When Australian composer Brett Dean’s Hamlet had its world premiere at the Glyndebourne Festival in 2017, The Guardian declared, “New opera doesn’t often get to sound this good … Shakespeare offers a gauntlet to composers that shouldn’t always be picked up, but Dean’s Hamlet rises to the challenge.” This June, this riveting contemporary masterpiece appears in cinemas, with Neil Armfield, who directed the work’s premiere, bringing his acclaimed staging to the Met stage. Many of the original cast members have followed, including tenor Allan Clayton in the title role. Nicholas Carter makes his Met debut conducting a remarkable ensemble, which also features soprano Brenda Rae as Ophelia, mezzo-soprano Sarah Connolly as Gertrude, baritone Rod Gilfry as Claudius, and bass-baritone John Relyea as the ghost of Hamlet’s father.

ACT I

Elsinore, Denmark. King Hamlet has died, mourned by his son, Prince Hamlet of Denmark. The king’s funeral is followed fast by the marriage of his widow, Gertrude, to his brother, Claudius. Hamlet is deeply disturbed by his father’s untimely death and his mother’s “o’er hasty marriage,” a state aggravated by the appearance of King Hamlet’s ghost, informing Hamlet that he was in fact murdered by his brother, now husband to Gertrude and King of Denmark. The dead king asks that his son avenge his death by killing Claudius.

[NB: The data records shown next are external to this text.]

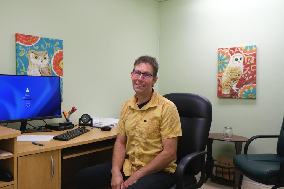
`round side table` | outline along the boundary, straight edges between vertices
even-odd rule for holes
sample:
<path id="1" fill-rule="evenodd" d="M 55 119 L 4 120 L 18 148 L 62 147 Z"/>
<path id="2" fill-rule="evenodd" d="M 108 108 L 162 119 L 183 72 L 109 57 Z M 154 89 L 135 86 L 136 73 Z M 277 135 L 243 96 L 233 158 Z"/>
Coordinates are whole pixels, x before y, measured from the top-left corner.
<path id="1" fill-rule="evenodd" d="M 248 140 L 248 139 L 241 136 L 235 135 L 233 135 L 233 138 L 232 139 L 225 139 L 223 138 L 223 137 L 222 133 L 209 133 L 206 144 L 207 154 L 205 164 L 206 170 L 205 182 L 206 182 L 208 178 L 210 178 L 215 180 L 217 182 L 221 184 L 233 186 L 234 189 L 235 189 L 238 188 L 241 174 L 240 173 L 236 171 L 235 169 L 234 170 L 234 178 L 233 181 L 217 177 L 213 173 L 213 167 L 221 167 L 228 169 L 228 170 L 230 169 L 232 169 L 232 167 L 218 166 L 214 163 L 214 161 L 217 162 L 217 160 L 213 159 L 212 156 L 212 144 L 213 144 L 213 141 L 216 140 L 225 142 L 233 142 L 234 143 L 235 147 L 236 149 L 236 153 L 237 155 L 241 154 L 241 152 L 243 147 L 243 143 L 244 142 L 246 142 Z"/>

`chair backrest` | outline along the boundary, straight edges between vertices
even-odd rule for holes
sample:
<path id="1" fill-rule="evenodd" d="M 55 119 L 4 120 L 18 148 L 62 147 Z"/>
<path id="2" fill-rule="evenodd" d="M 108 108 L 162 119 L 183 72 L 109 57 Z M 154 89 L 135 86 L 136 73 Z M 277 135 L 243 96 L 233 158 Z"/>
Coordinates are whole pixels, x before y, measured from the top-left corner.
<path id="1" fill-rule="evenodd" d="M 212 107 L 207 98 L 191 93 L 168 94 L 164 97 L 175 105 L 181 123 L 182 136 L 178 139 L 178 164 L 185 155 L 205 150 L 212 118 Z M 190 164 L 185 173 L 196 175 L 200 171 L 201 159 Z"/>
<path id="2" fill-rule="evenodd" d="M 280 129 L 280 133 L 279 134 L 279 138 L 277 142 L 277 154 L 284 157 L 284 118 L 282 122 L 282 127 Z"/>

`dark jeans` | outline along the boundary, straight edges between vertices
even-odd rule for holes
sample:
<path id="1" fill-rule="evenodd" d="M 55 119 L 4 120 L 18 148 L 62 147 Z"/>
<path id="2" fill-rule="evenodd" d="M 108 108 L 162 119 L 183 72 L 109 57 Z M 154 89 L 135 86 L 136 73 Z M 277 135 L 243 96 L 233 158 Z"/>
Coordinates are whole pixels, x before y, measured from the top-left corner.
<path id="1" fill-rule="evenodd" d="M 112 163 L 109 162 L 85 168 L 76 175 L 76 183 L 78 189 L 101 188 L 110 186 L 112 180 Z M 125 181 L 130 176 L 121 171 Z M 175 173 L 161 171 L 142 177 L 127 187 L 127 189 L 167 189 L 175 183 Z"/>

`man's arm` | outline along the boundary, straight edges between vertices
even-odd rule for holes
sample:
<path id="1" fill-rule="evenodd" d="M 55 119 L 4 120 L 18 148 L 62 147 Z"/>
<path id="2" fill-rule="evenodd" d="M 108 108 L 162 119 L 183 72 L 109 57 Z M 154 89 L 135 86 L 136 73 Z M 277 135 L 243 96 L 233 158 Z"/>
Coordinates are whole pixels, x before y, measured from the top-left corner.
<path id="1" fill-rule="evenodd" d="M 120 172 L 120 170 L 125 159 L 127 139 L 126 136 L 118 133 L 114 143 L 112 155 L 112 181 L 111 183 L 113 189 L 119 189 L 123 183 L 123 179 Z"/>
<path id="2" fill-rule="evenodd" d="M 133 174 L 124 182 L 122 188 L 136 183 L 145 176 L 160 171 L 175 159 L 178 137 L 162 139 L 162 144 L 164 148 L 163 151 L 149 163 Z"/>

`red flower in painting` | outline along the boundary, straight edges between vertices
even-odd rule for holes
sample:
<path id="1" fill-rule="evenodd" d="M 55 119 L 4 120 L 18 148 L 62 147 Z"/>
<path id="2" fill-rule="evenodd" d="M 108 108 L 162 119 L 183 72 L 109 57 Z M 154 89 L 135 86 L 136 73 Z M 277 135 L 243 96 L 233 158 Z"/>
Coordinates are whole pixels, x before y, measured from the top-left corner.
<path id="1" fill-rule="evenodd" d="M 26 46 L 31 46 L 39 40 L 41 37 L 20 33 L 16 34 L 16 42 Z"/>
<path id="2" fill-rule="evenodd" d="M 57 76 L 63 77 L 63 50 L 58 50 L 53 55 L 51 61 L 52 70 Z"/>

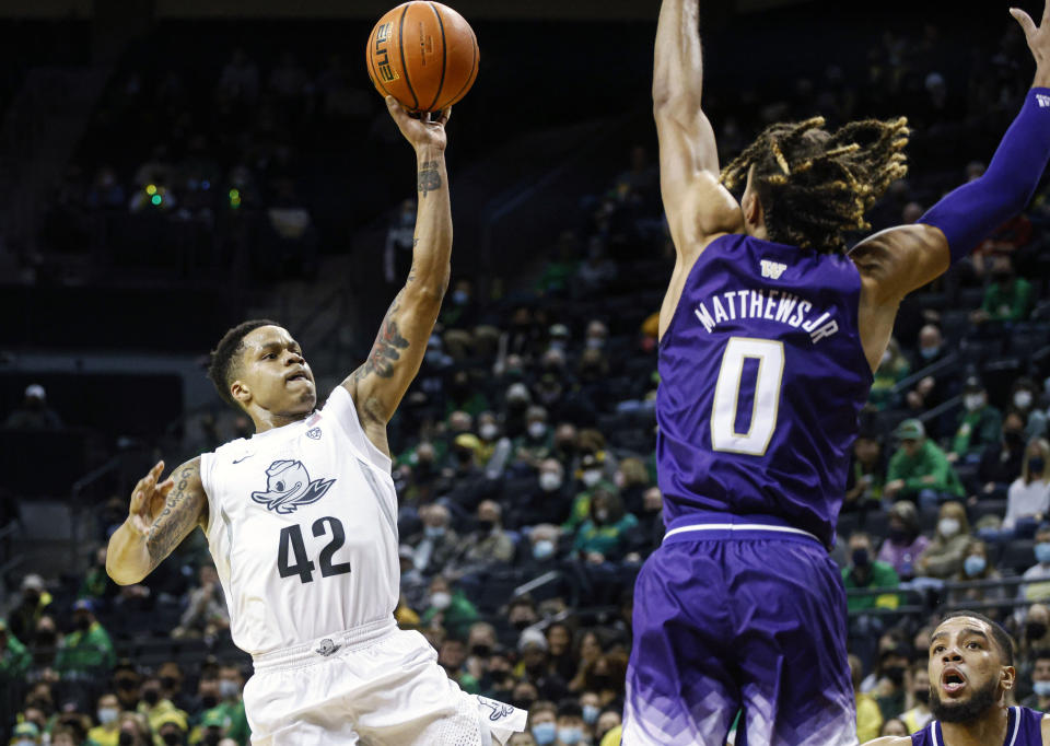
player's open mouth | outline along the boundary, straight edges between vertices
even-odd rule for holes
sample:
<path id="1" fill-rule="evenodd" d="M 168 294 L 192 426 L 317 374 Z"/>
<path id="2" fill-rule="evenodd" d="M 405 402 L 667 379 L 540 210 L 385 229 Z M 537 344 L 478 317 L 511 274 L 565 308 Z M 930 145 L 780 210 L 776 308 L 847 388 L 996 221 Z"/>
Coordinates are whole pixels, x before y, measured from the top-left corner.
<path id="1" fill-rule="evenodd" d="M 946 671 L 941 676 L 941 686 L 949 695 L 955 693 L 966 686 L 966 677 L 962 676 L 962 674 L 960 674 L 958 671 Z"/>

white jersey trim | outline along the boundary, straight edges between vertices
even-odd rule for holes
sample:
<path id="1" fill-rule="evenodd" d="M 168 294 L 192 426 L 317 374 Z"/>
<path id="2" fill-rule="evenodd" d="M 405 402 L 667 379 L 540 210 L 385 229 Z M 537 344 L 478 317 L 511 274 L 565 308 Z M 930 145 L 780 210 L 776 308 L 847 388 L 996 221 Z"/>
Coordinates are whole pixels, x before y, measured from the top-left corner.
<path id="1" fill-rule="evenodd" d="M 820 541 L 816 536 L 810 534 L 807 531 L 802 528 L 792 528 L 791 526 L 769 526 L 763 523 L 701 523 L 695 526 L 678 526 L 677 528 L 672 528 L 664 536 L 664 539 L 667 539 L 675 534 L 685 534 L 686 532 L 693 531 L 728 531 L 728 532 L 738 532 L 738 531 L 769 531 L 781 534 L 800 534 L 802 536 L 808 536 L 814 541 Z"/>

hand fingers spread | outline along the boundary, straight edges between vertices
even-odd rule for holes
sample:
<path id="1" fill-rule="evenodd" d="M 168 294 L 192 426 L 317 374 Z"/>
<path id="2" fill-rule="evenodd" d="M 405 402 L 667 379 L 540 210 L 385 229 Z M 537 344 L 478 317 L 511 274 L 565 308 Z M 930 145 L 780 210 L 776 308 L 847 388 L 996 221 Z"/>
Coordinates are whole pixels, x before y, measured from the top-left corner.
<path id="1" fill-rule="evenodd" d="M 1031 20 L 1031 16 L 1019 8 L 1011 8 L 1010 14 L 1020 24 L 1025 36 L 1030 39 L 1031 35 L 1036 33 L 1036 23 Z"/>

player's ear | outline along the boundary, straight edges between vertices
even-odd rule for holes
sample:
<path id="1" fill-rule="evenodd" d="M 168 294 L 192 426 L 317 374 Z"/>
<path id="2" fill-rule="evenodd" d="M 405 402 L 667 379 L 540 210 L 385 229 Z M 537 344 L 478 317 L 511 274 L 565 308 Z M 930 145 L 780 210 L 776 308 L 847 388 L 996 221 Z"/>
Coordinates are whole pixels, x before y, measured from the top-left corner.
<path id="1" fill-rule="evenodd" d="M 242 406 L 252 400 L 252 392 L 248 385 L 240 378 L 230 384 L 230 393 L 233 395 L 234 401 L 237 401 Z"/>
<path id="2" fill-rule="evenodd" d="M 1011 691 L 1017 684 L 1017 669 L 1013 666 L 1003 666 L 999 674 L 999 680 L 1003 685 L 1003 691 Z"/>

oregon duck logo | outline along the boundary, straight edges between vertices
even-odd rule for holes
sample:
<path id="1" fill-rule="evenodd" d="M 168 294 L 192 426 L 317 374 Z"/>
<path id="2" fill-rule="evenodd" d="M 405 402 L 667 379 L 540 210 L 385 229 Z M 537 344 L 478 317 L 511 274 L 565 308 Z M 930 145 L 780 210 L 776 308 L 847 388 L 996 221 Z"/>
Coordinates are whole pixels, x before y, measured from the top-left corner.
<path id="1" fill-rule="evenodd" d="M 266 470 L 266 490 L 253 492 L 252 499 L 275 513 L 288 515 L 300 505 L 320 500 L 335 482 L 335 479 L 311 481 L 302 462 L 276 461 Z"/>

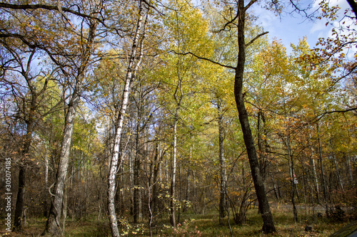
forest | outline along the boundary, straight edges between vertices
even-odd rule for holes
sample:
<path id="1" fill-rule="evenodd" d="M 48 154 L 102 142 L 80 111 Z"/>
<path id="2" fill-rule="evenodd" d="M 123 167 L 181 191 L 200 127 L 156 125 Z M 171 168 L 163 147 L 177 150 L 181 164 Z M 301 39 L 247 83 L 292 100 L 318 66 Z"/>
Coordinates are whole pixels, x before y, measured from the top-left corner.
<path id="1" fill-rule="evenodd" d="M 356 221 L 345 1 L 1 1 L 0 236 L 328 236 Z M 332 30 L 288 50 L 259 8 Z"/>

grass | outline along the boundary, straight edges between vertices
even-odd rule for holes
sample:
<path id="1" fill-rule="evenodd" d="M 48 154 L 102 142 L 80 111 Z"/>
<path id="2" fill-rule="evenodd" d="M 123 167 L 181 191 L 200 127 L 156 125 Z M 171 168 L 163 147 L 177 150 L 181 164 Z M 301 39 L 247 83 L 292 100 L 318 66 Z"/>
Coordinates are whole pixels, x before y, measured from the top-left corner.
<path id="1" fill-rule="evenodd" d="M 263 225 L 257 209 L 249 209 L 247 213 L 247 222 L 238 226 L 231 218 L 231 229 L 233 236 L 328 236 L 333 232 L 347 225 L 349 222 L 336 222 L 325 217 L 315 218 L 311 215 L 299 213 L 299 221 L 294 223 L 293 214 L 286 209 L 276 206 L 272 208 L 277 232 L 265 235 L 261 233 Z M 218 214 L 209 213 L 206 215 L 195 215 L 186 213 L 181 216 L 181 223 L 176 228 L 169 224 L 162 225 L 153 229 L 155 236 L 231 236 L 231 231 L 226 217 L 223 226 L 218 223 Z M 31 218 L 28 221 L 28 226 L 21 233 L 8 233 L 5 230 L 4 220 L 0 220 L 0 236 L 38 236 L 44 230 L 46 218 Z M 126 222 L 124 222 L 126 223 Z M 313 227 L 312 231 L 305 231 L 305 226 L 308 224 Z M 146 223 L 134 225 L 126 223 L 126 227 L 121 230 L 125 236 L 149 236 L 149 230 Z M 106 220 L 99 222 L 95 216 L 86 221 L 66 221 L 65 236 L 94 237 L 110 236 L 110 228 Z"/>

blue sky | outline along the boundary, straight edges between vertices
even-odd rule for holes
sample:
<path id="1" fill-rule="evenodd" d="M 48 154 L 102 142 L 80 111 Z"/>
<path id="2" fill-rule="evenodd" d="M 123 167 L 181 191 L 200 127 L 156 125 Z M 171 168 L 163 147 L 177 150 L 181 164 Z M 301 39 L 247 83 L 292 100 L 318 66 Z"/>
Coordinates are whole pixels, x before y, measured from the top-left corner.
<path id="1" fill-rule="evenodd" d="M 312 11 L 318 6 L 318 3 L 313 1 L 302 0 L 300 2 L 304 6 L 311 4 Z M 333 5 L 338 4 L 341 7 L 339 11 L 343 14 L 344 9 L 349 8 L 346 0 L 330 0 Z M 289 6 L 286 9 L 286 11 L 292 11 L 292 7 Z M 256 16 L 258 16 L 258 23 L 263 27 L 264 31 L 269 31 L 270 38 L 276 38 L 281 39 L 283 44 L 286 47 L 288 52 L 291 51 L 290 44 L 297 44 L 299 38 L 307 37 L 307 41 L 311 48 L 316 46 L 320 37 L 328 37 L 331 35 L 332 26 L 326 26 L 326 19 L 316 19 L 314 22 L 307 20 L 302 16 L 295 13 L 293 16 L 288 13 L 283 13 L 281 16 L 276 16 L 274 13 L 263 9 L 259 6 L 256 6 L 253 9 Z M 337 24 L 337 21 L 336 22 Z"/>

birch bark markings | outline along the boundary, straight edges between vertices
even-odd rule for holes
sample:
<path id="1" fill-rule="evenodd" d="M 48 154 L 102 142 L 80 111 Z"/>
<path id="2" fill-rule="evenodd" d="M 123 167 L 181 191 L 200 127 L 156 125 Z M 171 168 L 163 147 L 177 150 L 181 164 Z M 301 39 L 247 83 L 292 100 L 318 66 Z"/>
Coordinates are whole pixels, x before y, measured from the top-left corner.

Unsure what to do and behaving erratically, Hamlet rejects his soul mate and lover, Ophelia, and dismisses his former classmates, Rosencrantz and Guildenstern, whom Claudius has summoned to Elsinore to help discover the cause of Hamlet’s apparent madness.

A group of players arrives in Elsinore. Hamlet asks them to perform a scene mimicking the murder of King Hamlet by his brother. Claudius reacts violently to the performance, proof in Hamlet’s eyes of his stepfather’s guilt. Called to his mother’s chamber to explain his actions, Hamlet comes upon Claudius deep in prayer, yet finds himself unable to kill him.

Once with his mother, Hamlet hears a muffled cry and, thinking that Claudius is spying on him, runs his sword through a tapestry, killing the unsuspecting Polonius, Ophelia’s father. Hamlet then berates his mother for her shamelessness and debauchery. His father’s ghost appears, reminding Hamlet of his primary mission to avenge his death.

ACT II

Laertes, Polonius’s son, returns to Elsinore to avenge his father’s death, threatening Claudius and his kingship. Claudius manages to allay Laertes’s violence by convincing him that Hamlet is the guilty one: Together, Claudius and Laertes conspire to kill him.

Ophelia appears, apparently driven mad by Hamlet’s rejection and the death of her father. This only serves to harden Laertes’s resolve for vengeance, as does, moments later, Ophelia’s death—she has drowned in a nearby stream.

Hamlet and his friend Horatio happen upon Ophelia’s funeral, and upon learning of her death, Hamlet provokes Laertes.

Through the intermediaries Rosencrantz and Guildenstern, and according to the plan concocted with Claudius, Laertes challenges Hamlet to a duel. Hamlet accepts the challenge.

Many deaths ensue.

Synopsis by Matthew Jocelyn, reproduced with the permission of Glyndebourne Productions Ltd.